Hal tersebut diungkapkan lantaran perhelatan pada 27 November mendatang dinilai sebatas menebarkan janji perbaikan dan perubahan yang tertuang dari visi-misi Pasangan Calon (Paslon) dengan tujuan meraup suara para pemilih sebanyak-banyaknya.
"Bagaimana usai Pilkada, para pemimpin daerah terpilih kemudian tidak mengerjakan seluruh janji-janjinya justru malah menumpuk masalah baru dan tidak pernah ada evaluasi terhadap siklus tersebut," tegas Perempuan yang akrab disapa Eta itu.
Bukan tanpa alasan, baginya, Pilkada sangat erat kaitannya dengan partai politik, transparasi sumber pendanaan, dukungan perorangan atau kelompok, dinasti politik, kepentingan pembangunan jangka menengah dan panjang hingga ketimpangan atas akses dan pengetahuan.

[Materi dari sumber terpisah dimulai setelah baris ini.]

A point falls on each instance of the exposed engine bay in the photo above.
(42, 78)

BACA JUGA : Forum Peduli Masyarakat Kota Balikpapan Ajak Warga Jaga Kondusivitas Pilkada 2024
"Kondisi itu dapat menyebabkan masalah serius dalam sistem demokrasi saat ini," ucapnya saat diwawancarai langsung oleh wartawan NOMORSATUKALTIM, pada Senin (25/11/2024) siang.
Eta menyebut, bahwasanya kebijakan yang dihasilkan dari sistem pemilihan umum seperti Pilkada memiliki pengaruh besar terhadap seluruh aktivitas pembangunan sosial, ekonomi, dan ekologis di masing-masing daerah.
"Khususnya di Kaltim. Salah satu contohnya ialah kewenangan kepala pemerintah daerah dalam penerbitan dan pengaturan, termasuk pengawasan pada perizinan berbasis lahan luas seperti pertambangan," jelas Eta mewakili Koalisi Masyarakat Sipil usai melakukan aksi di depan Kantor KPU Kaltim, Jalan Basuki Rahmat, Samarinda.
Setidaknya terdapat sebanyak 44.736 lubang tambang yang dibiarkan begitu saja dan menyebabkan 53 orang mati di lubang tambang.
BACA JUGA : Pendistribusian Logistik Pilkada 2024 di Mahulu Prioritaskan Wilayah Terjauh
"Kasus korupsi yang dilakukan oleh pemimpin daerah terdahulu atau yang tengah menjabat, penerbitan izin konsesi yang menyingkirkan masyarakat adat dan kelompok rentan, banjir dan polusi yang mengepung di seluruh kabupaten dan kota di Kaltim," tuturnya.
"Ini kerap terjadi dan hanya mewariskan beban masyarakat, bahkan anggaran publik hingga kriminalisasi akibat pembangunan dan usaha ekstraktif yang menghimpit masyarakat," sambungnya.
Dia menekankan, dari permasalahan klasik yang terus berulang itu, tidak menjadi bagian yang dimasukkan dalam visi dan misi yang dibuat oleh para paslon pada tahun ini.
Oleh karena itu, Jatam Kaltim mendesak untuk di adakannya evaluasi serius dari siklus demokrasi hari ini.